As I travelled northwards from Monaghan, I found the rural villages of Bready, Magheramason and New Buildings all within a short distance of each other and near to Derry City flying Union Jacks and Ulster flags on every available electricity pole. The message was clear and for a visitor from the South somewhat discomforting. Derry itself was flag free insofar as I could see and the people there were very friendly and reassuring.
I spent a few hours on a guided tour of the Bogside led by Paul Doherty whose father Pat was one of the thirteen men shot dead by members of the Parachute Regiment on Bloody Sunday, 3rd January 1972. The Bogside is festooned with murals which remind us of the difficulties faced by the locals during the Troubles. Listening to the guide, it was clear that decades of discrimination and gerrymandering which effectively disenfranchised the majority still shapes the minds and hearts of the local people.
The following day I visited the much publicised Derry Girls Exhibition in the Tower Museum as my son Francis, one of the Monaghan youngster’s, was the Art Director on the T.V. series. In the same building was an extensive exhibition telling the story of Derry City. It was one of the best Exhibitions of its kind I have ever seen and is well worth a visit if you are ever in Derry.
On our return journey we called to Kells, where in May 1967 I took up duty as a Town Clerk and where after marrying we lived for two months at the end of a one and a half year term in the job. The Town Hall where I had my office is now an Auctioneers but otherwise like Monaghan the streetscape shows few changes.

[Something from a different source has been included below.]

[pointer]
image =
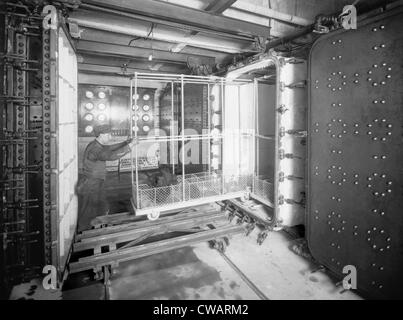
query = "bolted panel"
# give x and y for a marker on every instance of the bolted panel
(355, 153)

Kells held many memories for me. It was there that a small group of us living in digs played football almost every evening in St. Colmcille’s Park. Amongst those were the legendary footballers Des Ferguson and Greg Hughes who were living in Kells at that time. They appeared once or twice a week while the rest of us haunted the playing pitch every evening. I recalled those whose company I enjoyed while working in Kells and also in Monaghan and as I walked the once familiar streets of both towns, the fading memories of 50 years or more ago returned. The friends and acquaintances have in many cases passed on but they are still remembered with fondness.
During the week, a one time resident of Offaly Street passed away. Eileen Tuohy lived in No. 22 Offaly Street with her parents Michael and Annie and with her older brother Tommy and younger sister Mary. Michael was an old IRA man from East Clare who served as a Garda in Athy for many years. He died in 1972 and his wife Annie whom he married while he was stationed in Tullow, died four years later. Mary, the youngest of the family died in London in 2015 and six years later. her brother Tommy, a Marist priest, died. Eileen who was born in 1936 was the last of the Tuohy family which formed part of the strong family based community which existed in Offaly Street in the 1940’s and beyond. The street is no longer home to any of the families who lived there during my young days. Sadly, the local shops Kitty Websters and Sylvesters as well as Moore’s on Emily Square corner are no more while even the local pub and Bobs Cinema are long closed.
Friendships and acquaintances forged in younger days are constantly being lost as old age gathers more and more of us in its grip. My journey of remembrance which started in Monaghan followed by a visit to Kells ended this week with a funeral to St. Michael’s cemetery to bid farewell to an old neighbour.